Super Tuesday 2016: Ted Cruz Wins Texas and Oklahoma, Living to Fight Another Day

Impact

The Lone Star State didn't forget its junior senator on Super Tuesday — giving Ted Cruz, in a political sense, the gift of life in his uphill fight for the Republican presidential nomination.

Cruz carried the day in his home state of Texas and also in Oklahoma in early, unofficial results.

Significantly, Cruz remains the only Republican presidential contender to have defeated frontrunner Donald Trump in any contest.

At the very beginning of the cycle, Cruz used a superior ground game and a direct appeal to Christian conservative voters to defeat Trump in the Iowa caucuses.

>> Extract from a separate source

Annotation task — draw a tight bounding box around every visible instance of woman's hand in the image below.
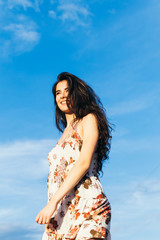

Team Cruz also worked hard to cut into Trump's lead in South Carolina, a state heavily populated with self-identified evangelical voters.

But Trump managed to pull out a convincing victory in the Palmetto State — and Florida's Marco Rubio captured the coveted endorsement of South Carolina Gov. Nikki Haley, further splintering the GOP vote.

Cruz's twin Super Tuesday wins don't put him at the top of the delegate heap.

But they do have the potential to undercut Rubio's pitch to voters as being the only man who can unite the party against the Trump juggernaut.